28.         For the moment, and in the particular circumstance of this case where at least three of the subject implants are in the defendant's possession apparently since the plaintiff's surgeon sent them to the defendant after the surgeries and before proceedings were issued, the plaintiff has pleaded sufficiently to require the defendant to file their defence. The defendant may, at some stage, be entitled to further particulars of the defects along the lines set out by Barr J. in Harvey, but there are other steps which require to be taken before any such entitlement can be properly assessed.

29.         For the moment, the high bar required for this Court to exercise its jurisdiction to dismiss, pursuant to O. 19, r. 28, which is to be used sparingly, has not been reached here. Similar to Salthill Properties, that does not preclude a further application to dismiss after the plaintiff has taken whatever procedural steps may be open to them, but that will be for the defendant to assess at a later stage in the proceedings and for a court to determine at that point in the litigation.

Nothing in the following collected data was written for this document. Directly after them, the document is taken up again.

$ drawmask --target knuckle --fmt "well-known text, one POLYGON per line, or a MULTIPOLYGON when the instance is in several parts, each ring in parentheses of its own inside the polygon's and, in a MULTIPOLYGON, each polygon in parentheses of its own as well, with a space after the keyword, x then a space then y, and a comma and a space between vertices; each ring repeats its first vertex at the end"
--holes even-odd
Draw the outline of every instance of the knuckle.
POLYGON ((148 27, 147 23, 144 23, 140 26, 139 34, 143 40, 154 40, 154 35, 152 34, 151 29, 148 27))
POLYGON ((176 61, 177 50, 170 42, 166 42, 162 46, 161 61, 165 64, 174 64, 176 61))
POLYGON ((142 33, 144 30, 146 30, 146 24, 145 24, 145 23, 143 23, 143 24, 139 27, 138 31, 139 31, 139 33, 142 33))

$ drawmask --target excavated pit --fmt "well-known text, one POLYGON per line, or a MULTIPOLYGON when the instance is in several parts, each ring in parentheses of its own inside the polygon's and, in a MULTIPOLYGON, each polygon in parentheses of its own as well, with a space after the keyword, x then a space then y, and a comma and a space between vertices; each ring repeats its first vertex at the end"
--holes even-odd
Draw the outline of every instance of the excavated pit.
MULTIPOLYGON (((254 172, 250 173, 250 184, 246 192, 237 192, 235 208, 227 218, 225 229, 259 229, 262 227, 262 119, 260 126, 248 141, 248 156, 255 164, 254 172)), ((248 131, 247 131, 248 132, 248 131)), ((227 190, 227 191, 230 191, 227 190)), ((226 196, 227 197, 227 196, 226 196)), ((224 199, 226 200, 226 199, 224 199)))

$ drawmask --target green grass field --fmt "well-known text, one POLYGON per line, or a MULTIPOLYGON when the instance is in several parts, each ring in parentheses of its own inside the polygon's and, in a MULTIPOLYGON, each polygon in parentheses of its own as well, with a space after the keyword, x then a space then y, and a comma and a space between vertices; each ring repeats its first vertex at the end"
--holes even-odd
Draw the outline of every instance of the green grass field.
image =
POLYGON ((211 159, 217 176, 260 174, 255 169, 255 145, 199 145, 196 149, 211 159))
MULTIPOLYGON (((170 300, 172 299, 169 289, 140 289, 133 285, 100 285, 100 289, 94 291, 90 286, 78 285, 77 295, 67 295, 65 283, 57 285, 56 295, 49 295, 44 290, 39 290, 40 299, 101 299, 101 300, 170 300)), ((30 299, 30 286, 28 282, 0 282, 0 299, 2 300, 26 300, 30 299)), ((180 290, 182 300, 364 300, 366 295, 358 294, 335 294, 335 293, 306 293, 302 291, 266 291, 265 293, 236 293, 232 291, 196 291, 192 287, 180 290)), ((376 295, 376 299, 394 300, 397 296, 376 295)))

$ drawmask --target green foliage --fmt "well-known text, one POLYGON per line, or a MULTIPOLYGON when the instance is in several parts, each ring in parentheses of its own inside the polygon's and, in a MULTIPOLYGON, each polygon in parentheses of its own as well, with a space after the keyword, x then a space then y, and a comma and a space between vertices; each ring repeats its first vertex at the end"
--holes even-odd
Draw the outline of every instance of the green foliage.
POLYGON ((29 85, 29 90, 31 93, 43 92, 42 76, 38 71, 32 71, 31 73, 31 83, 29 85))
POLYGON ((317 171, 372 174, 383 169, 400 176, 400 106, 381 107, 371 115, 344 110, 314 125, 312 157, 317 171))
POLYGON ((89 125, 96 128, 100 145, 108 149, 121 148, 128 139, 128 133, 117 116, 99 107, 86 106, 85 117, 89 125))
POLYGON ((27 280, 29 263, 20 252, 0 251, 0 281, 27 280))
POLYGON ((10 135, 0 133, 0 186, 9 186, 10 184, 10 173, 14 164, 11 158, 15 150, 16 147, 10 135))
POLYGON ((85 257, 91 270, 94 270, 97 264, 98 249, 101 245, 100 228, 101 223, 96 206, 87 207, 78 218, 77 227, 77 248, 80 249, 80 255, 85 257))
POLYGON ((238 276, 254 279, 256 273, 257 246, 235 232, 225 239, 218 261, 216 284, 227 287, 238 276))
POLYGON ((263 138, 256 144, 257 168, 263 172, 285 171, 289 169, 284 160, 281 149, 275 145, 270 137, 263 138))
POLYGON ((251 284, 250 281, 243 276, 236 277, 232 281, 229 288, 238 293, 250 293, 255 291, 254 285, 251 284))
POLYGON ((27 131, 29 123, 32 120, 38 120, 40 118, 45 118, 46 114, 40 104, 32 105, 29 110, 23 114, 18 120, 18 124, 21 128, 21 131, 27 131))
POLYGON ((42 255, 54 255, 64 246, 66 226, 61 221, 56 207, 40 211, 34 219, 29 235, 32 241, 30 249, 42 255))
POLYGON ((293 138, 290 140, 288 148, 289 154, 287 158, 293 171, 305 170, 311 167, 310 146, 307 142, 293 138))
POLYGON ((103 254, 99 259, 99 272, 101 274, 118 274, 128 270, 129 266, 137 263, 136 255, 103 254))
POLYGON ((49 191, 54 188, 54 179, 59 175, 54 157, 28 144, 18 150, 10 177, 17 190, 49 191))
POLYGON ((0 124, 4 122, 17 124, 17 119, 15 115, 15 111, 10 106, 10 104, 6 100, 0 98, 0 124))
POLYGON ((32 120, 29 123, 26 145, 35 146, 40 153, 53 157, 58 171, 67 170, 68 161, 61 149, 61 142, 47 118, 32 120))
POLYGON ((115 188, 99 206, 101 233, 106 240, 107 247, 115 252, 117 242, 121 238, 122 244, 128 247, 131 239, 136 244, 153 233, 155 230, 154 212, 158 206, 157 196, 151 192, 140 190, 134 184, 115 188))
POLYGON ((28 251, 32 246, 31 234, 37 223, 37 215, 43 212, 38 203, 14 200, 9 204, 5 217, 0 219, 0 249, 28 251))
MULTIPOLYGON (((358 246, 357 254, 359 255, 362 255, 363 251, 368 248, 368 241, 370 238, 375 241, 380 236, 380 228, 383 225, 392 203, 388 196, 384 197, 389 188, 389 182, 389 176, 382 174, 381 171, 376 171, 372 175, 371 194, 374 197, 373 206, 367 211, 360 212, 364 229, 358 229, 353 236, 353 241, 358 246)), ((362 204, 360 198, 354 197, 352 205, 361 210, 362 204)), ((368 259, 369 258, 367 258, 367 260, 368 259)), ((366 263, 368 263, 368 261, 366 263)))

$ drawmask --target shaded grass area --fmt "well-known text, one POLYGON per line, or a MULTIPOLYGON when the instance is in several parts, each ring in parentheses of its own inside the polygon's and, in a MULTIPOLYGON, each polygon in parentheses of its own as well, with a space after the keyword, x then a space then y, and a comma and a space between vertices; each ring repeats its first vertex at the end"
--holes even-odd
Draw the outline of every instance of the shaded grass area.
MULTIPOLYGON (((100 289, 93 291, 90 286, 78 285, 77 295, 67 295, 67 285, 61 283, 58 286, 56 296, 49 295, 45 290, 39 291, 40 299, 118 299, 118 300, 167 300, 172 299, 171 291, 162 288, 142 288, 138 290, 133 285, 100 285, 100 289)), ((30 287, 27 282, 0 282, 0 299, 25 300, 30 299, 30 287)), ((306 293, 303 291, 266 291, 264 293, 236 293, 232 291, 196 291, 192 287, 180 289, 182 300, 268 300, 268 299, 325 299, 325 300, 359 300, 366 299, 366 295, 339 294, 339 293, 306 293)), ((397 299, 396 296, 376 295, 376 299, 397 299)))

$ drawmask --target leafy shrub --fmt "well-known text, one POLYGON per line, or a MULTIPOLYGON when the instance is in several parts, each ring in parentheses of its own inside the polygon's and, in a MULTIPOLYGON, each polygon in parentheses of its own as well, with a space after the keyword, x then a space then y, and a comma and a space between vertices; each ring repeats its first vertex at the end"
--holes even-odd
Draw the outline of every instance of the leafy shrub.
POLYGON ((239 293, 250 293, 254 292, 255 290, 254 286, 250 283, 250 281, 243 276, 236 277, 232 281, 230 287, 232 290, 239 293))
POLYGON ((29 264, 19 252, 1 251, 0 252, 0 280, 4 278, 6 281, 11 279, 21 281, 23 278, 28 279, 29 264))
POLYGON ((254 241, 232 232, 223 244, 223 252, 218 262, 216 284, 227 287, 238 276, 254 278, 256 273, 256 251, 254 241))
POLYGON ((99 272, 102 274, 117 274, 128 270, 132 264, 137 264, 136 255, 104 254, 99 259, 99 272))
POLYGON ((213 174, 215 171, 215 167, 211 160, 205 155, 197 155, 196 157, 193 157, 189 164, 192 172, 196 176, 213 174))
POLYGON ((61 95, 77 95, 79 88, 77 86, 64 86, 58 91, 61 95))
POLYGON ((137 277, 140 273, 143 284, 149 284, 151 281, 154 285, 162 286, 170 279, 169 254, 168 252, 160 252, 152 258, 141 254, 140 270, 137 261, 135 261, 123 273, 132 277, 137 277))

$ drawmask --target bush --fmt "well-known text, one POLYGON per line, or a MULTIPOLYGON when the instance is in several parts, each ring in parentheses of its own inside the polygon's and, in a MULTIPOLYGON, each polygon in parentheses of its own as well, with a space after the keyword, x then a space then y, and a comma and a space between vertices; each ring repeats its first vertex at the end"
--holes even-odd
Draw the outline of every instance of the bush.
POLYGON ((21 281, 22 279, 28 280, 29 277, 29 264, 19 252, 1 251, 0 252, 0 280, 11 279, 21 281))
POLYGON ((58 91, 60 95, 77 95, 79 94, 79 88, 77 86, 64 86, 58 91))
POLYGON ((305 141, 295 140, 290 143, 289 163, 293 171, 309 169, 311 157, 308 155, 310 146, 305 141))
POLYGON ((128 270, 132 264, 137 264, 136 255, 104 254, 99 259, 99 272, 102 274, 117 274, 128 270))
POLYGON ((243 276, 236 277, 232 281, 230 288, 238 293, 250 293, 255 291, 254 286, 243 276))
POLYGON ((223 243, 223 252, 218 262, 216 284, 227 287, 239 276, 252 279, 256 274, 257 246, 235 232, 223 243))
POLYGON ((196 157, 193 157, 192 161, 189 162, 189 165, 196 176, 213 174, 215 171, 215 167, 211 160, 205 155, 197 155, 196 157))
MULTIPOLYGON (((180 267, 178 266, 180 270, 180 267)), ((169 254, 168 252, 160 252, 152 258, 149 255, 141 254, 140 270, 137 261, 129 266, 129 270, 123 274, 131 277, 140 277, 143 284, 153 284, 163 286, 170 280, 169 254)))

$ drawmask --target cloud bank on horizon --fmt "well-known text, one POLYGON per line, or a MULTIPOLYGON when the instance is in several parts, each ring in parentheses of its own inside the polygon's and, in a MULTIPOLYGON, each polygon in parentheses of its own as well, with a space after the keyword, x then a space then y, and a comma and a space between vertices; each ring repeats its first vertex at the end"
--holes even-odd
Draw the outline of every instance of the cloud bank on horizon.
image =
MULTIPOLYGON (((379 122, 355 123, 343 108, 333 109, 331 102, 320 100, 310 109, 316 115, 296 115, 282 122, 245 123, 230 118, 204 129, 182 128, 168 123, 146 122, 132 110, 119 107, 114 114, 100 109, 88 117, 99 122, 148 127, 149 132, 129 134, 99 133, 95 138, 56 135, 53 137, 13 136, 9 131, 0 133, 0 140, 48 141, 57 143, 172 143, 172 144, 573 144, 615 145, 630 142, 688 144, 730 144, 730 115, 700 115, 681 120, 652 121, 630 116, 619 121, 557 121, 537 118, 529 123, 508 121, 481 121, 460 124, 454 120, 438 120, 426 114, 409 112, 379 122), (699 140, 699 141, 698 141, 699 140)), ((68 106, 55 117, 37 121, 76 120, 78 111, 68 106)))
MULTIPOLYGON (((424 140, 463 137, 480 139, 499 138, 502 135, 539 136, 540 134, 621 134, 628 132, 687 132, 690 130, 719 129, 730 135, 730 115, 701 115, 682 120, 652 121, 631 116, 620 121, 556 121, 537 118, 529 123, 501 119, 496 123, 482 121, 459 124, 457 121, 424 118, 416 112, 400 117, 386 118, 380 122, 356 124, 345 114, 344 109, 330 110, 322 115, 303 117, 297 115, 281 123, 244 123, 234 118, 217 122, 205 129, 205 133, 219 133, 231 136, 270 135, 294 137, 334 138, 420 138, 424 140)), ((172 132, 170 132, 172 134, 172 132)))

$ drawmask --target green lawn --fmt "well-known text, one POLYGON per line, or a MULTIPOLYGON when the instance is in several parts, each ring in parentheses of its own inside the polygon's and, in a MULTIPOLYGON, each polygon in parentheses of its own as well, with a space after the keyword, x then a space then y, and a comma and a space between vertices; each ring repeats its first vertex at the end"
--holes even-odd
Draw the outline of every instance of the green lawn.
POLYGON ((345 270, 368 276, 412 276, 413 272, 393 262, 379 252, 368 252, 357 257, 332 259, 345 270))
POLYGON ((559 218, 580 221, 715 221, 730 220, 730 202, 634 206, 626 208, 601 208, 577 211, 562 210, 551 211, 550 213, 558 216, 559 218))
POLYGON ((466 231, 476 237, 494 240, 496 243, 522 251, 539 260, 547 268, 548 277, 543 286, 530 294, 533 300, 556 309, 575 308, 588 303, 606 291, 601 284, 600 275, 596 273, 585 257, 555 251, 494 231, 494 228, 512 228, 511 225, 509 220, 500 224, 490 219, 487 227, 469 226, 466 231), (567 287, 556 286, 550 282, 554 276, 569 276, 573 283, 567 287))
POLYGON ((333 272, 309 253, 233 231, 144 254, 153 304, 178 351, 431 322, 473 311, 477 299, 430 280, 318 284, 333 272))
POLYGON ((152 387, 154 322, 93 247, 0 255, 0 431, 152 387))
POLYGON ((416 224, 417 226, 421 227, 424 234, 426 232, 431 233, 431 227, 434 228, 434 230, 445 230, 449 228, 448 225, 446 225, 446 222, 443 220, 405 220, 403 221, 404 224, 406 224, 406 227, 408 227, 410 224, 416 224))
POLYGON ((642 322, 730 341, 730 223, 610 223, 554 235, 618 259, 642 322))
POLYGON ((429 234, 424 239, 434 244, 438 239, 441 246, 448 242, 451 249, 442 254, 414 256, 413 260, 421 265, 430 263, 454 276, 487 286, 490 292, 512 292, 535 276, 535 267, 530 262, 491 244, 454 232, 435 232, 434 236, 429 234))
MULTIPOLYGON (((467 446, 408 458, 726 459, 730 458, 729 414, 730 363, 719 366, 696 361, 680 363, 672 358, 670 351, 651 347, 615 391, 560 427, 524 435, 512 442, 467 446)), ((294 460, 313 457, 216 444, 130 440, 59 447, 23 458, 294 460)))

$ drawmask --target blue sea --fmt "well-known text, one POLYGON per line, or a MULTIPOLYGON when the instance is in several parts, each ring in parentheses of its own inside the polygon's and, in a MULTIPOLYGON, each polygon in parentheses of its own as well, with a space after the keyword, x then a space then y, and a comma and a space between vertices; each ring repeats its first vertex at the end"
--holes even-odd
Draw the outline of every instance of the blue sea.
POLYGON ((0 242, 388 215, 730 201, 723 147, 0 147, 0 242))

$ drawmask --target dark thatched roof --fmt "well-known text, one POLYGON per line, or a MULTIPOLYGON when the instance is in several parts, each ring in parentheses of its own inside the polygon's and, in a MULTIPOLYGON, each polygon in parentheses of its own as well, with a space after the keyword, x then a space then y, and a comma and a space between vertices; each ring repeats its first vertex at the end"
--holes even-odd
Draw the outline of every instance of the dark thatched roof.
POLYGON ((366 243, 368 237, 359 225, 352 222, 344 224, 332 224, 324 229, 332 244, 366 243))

30.         I, therefore, refuse the defendant's application to dismiss the proceedings at this stage. It follows from my decision, including my views on the inappropriateness of directing the plaintiff to deliver updated pleadings and an amended indorsement of claim, that the plaintiff is entitled to require the defendant to file its defence.  For the avoidance of doubt, the defendant will be entitled to plead additional points of defence if, at some stage, the plaintiff furnishes further particulars of her claim, whether by reference to her claims of negligence or breach of duty, including breach of statutory duty.

31.         For the further avoidance of doubt, I should say that I do not consider this to be a case, as per O. 19, r. 7(3), in which the court finds it is necessary for the plaintiff to reply to particulars raised to enable the defendant to plead its defence.

Indicative view on costs

32.         As the plaintiff has succeeded in the defendant's application to dismiss and in its application for judgment in default of defence, my indicative view on costs in accordance with s. 169 of the Legal Services Regulation Act 2015 is that the plaintiff is entitled to her costs of both motions to be adjudicated upon in default of agreement. I will put the matter in for mention before me at 10.00am on 18 March and, in the meantime, I invite the parties to explore whether agreement can be reached in relation to directions the Court might give in order to progress and/or case manage this litigation which has now been in being for some considerable time.